Throughout his career, Tarkovsky was preoccupied with a search for the transcendent, or the meaning of life. His work explored questions to do with God and man’s place in the world, and “Stalker” examines the problem through the prism of faith.
But Tarkovsky is remembered even more for another aspect of his films – his fondness for a uniquely slow tempo. A minimum of cuts, characters delivering monologues against landscape backgrounds, long pauses without any dialogue at all.
A good explanation of Tarkovsky’s contemplative style of storytelling was given by the American film critic Roger Ebert. He wrote that the Soviet director’s long takes were designed not to entertain but to absorb.
4. Still referenced in contemporary cinema
Andrei Tarkovsky/Mosfilm, 1979
References to “Stalker” can still be found in all sorts of different and unexpected places. Some contemporary film directors try to mimic his contemplative storytelling, while others borrow the movie’s storyline almost in its entirety. That, for instance, was the approach of the makers of the 2018 film “Annihilation”, which featured Natalie Portman in the lead role.
The influence of “Stalker” is obvious beyond cinema – Tarkovsky’s creative techniques aided the makers of the eponymous series of video games and of the TV series “Chernobyl”, and muc more. The features of post-Apocalyptic settings would be different were it not for the hazardous gray-green zone “painted” by Tarkovsky in various abandoned locations in Estonia.

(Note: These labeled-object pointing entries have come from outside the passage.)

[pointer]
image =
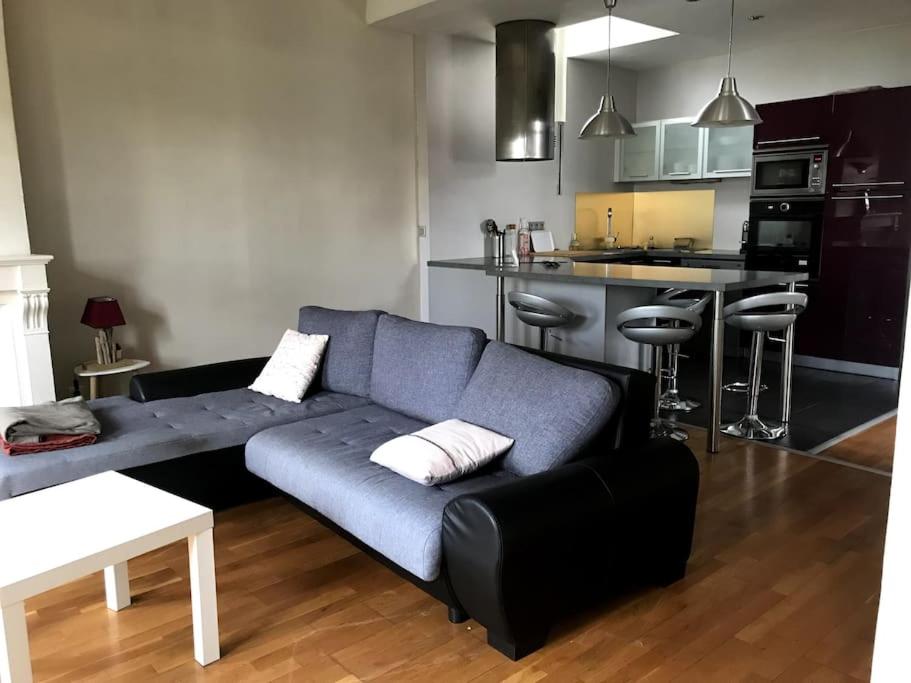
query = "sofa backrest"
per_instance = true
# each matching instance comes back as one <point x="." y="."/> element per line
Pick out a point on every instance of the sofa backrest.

5. Prophetic, both a premonition of disaster and its symbol
Andrei Tarkovsky/Mosfilm, 1979
Six years after the film’s release the USSR was hit by one of its worst tragedies – the explosion at the Chernobyl nuclear power station. The site of the disaster was enclosed within an exclusion zone, and after a time ‘stalkers’ started going in to look for bizarre artifacts and to organize tours, just like in the film.
The book by the Strugatsky brothers and Tarkovsky’s movie not only created a language for describing a distinctive post-Apocalyptic world, but it also foreshadowed the landscapes of the Zone and its unmatched environment following the Chernobyl disaster that shook the world in 1986.
Chernobyl has since become a symbol of the late Soviet period, and at the same time, has enshrined “Stalker” as its main reflection in high cinema art.